Но лежащий все это видит снизу, не то что восседающие в облаках боги, которые взирают на все свысока. Он рухнул, он прикован к земле, и смотреть из этого положения так невыносимо страшно. В сердце боль, оно неистово бьется в сумасшедшем ритме и жжет, как будто все оно нашпиговано раскаленными шипами. Сердце его превратилось в охваченный пламенем ежевичный куст, и кровь со свистом проносится в жилах. И тут лежащий бесконечно медленно сгибает руку и кладет ее себе на грудь. Он пытается нащупать глухое биение сердца, выслушать кончиками пальцев звуки своего тела. Но его сердце уже не бьется — оно корчится, оно разрывается, а шум крови превратился в жалобу, раздираемую диссонансами, искромсанную выплесками резких звучаний. Ему страшно. Он охвачен доселе неведомым ужасом — ужасом невозвратности. Он боится умереть. И тем не менее он умирает. Умирает, как умирают осужденные на вечные муки на жестоких картинах художников-примитивистов, которые представляют грешным людям ад, дабы отвратить их от зла и низменных соблазнов. Эти навеки проклятые всю вечность умирают, каждый миг переживая ужас агонии, но жизнь их ни на одно мгновение не прерывается.

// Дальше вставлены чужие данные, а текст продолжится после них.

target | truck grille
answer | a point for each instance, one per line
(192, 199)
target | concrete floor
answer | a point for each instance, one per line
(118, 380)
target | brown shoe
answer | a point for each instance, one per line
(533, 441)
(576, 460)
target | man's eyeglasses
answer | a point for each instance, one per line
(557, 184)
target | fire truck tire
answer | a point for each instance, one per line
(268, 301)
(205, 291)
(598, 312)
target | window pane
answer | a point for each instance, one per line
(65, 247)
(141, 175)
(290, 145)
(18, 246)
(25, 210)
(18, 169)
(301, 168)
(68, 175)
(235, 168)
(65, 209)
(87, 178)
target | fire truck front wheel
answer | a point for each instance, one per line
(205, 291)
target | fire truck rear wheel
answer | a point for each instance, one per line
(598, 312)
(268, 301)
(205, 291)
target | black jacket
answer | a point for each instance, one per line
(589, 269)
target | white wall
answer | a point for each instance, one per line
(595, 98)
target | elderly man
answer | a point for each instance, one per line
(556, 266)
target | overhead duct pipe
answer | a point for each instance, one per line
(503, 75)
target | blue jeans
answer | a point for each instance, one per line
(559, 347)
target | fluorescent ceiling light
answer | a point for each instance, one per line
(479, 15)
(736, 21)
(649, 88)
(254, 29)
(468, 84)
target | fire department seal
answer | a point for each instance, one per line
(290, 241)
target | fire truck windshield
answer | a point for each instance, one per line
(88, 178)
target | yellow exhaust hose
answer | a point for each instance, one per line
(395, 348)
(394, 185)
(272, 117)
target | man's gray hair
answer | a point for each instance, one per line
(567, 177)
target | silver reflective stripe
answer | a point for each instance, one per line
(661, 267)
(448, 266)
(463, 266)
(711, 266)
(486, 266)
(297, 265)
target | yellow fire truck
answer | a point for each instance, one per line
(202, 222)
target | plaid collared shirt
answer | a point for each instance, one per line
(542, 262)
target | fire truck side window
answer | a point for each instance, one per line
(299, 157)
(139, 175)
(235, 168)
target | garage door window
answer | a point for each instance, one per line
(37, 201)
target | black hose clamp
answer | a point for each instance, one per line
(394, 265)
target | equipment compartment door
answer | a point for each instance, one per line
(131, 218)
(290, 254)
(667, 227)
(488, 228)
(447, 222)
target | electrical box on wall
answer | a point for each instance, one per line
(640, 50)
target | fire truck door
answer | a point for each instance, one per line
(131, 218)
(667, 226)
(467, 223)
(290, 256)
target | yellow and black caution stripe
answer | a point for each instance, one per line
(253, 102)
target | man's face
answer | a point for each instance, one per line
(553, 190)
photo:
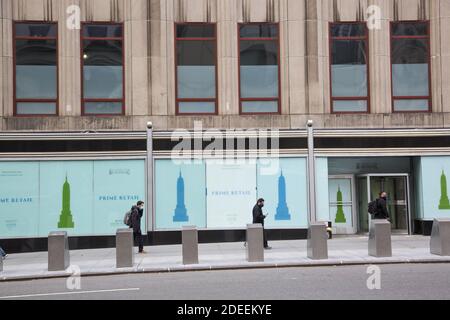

Ему хочется отвести взгляд, опустить веки, не видеть больше эти кровоточащие сердца в яростном свете глазков цвета лавы, но он не может. Он загипнотизирован, околдован. Глазки впиваются в него колдовским взглядом. Но даже если бы ему удалось зажмурить глаза, это ничего бы не дало. Он продолжал бы видеть: эта картина слишком глубоко проникла в его плоть, чтобы стереться. Она оттиснута изнутри на его коже.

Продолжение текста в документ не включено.